# What are your favourite documentaries?



## Philip (Mar 22, 2011)

Myself, apart from the very successful BBC documentaries like _Planet Earth_, _Life_, _Atom_, etc. I really enjoyed the color WWII documentary that aired on France 5 a few years ago:

_La 2ième Guerre mondiale en couleur_

[video=dailymotion;xoxb7p]http://www.dailymotion.com/video/xoxb7p_la-2e-guerre-mondiale-en-couleur-l-aigle-et-le-renard_news?search_algo=1[/video]


----------



## aleazk (Sep 30, 2011)

you are french or something?, just curious.


----------



## Cnote11 (Jul 17, 2010)

Isn't Philip Aussie? OY OY OY


----------



## Dodecaplex (Oct 14, 2011)




----------



## Philip (Mar 22, 2011)

aleazk said:


> you are french or something?, just curious.


I'm sorry, i think the original was in English, but i haven't seen it. I believe it's called:

_WWII in Colour and HD_
http://www.yourdiscovery.com/web/world-war-2/ww2-in-colour-hd/


----------



## Philip (Mar 22, 2011)

aleazk said:


> you are french or something?, just curious.

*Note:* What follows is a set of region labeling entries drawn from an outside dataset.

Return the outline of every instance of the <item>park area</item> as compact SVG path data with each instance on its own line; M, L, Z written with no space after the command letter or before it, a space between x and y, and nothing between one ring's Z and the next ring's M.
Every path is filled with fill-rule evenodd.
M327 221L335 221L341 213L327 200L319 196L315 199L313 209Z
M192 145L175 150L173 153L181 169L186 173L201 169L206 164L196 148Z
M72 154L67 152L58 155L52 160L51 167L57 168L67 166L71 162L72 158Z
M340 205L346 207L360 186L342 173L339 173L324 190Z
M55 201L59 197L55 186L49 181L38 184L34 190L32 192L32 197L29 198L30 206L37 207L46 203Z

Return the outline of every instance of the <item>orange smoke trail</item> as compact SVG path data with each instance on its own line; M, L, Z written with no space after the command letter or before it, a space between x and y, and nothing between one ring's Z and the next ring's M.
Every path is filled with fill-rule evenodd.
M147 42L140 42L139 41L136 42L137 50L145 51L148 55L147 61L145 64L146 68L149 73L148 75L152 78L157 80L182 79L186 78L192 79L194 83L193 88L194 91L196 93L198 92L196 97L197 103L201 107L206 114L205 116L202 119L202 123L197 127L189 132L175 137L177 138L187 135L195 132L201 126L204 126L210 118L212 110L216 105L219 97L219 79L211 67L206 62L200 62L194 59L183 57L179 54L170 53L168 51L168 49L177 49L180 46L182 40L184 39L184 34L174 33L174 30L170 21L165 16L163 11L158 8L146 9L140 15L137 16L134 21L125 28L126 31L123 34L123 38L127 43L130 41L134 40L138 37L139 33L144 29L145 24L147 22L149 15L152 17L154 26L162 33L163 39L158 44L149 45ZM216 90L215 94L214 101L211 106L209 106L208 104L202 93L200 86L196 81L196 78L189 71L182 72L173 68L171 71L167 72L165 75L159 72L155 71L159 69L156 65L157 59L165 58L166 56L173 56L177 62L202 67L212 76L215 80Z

I am from many places... but French is my native language.


----------



## aleazk (Sep 30, 2011)

Philip said:


> I am from many places... but French is my native language.


for some time, I don't know why,  I believed you were from USA.

(I have a little of french in my blood; I mainly descend from basques, some of them french-basque, like my god Ravel!!; in fact, my surname has a basque version "Azkárate" and a french version "d'Ascarat")


----------



## Philip (Mar 22, 2011)

aleazk said:


> for some time, I don't know why,  I believed you were from USA.


No  .....


----------



## aleazk (Sep 30, 2011)

Herzog's "Encounters at the end of the world":


----------



## aleazk (Sep 30, 2011)

(Bulgarian folk song "Planino, Stara Planino Mari" used in Werner Herzog's film "Encounters at the End of the World" and the segment of the documentary where is used)


----------



## samurai (Apr 22, 2011)

Some years ago, *PBS *aired a documentary on WW 1 narrated by Robert Ryan which I thought was very well produced. The opening scene to each episode was quite gripping, showing a soldier peeking up above his trench with his weapon pointing directly at the viewer.


----------



## Crudblud (Dec 29, 2011)

I always liked Carl Sagan's Cosmos, as much for the presentation as the content.


----------



## ComposerOfAvantGarde (Dec 2, 2011)

My favourite documentary


----------



## Chrythes (Oct 13, 2011)

Civilisation.
It's beautifully shot, very informative and presented very well. Kenneth Clark is like that cool, polished grandpa that can talk to you all day and it's actually interesting.


----------



## Argus (Oct 16, 2009)

The Ascent of Man
The World at War
Burden of Dreams
Some Kind of Monster

As for the BBC, pretty much anything with Brian Cox, Jim al-Khalili, David Attenborough is worth watching, Michio Kaku is okay, but Marcus du Sautoy has more misses than hits.


----------



## starthrower (Dec 11, 2010)

You Can't Be Neutral On A Moving Train- Howard Zinn Doc

The War You Don't See- A film by John Pilger

Edgar Varese, Cecil Taylor docs I've watched on YouTube


----------



## Jeremy Marchant (Mar 11, 2010)

Bronowski's_ The ascent of man_


----------



## Dodecaplex (Oct 14, 2011)

Wittgy.


----------



## Philip (Mar 22, 2011)

Glenn Gould: Au delà du temps


----------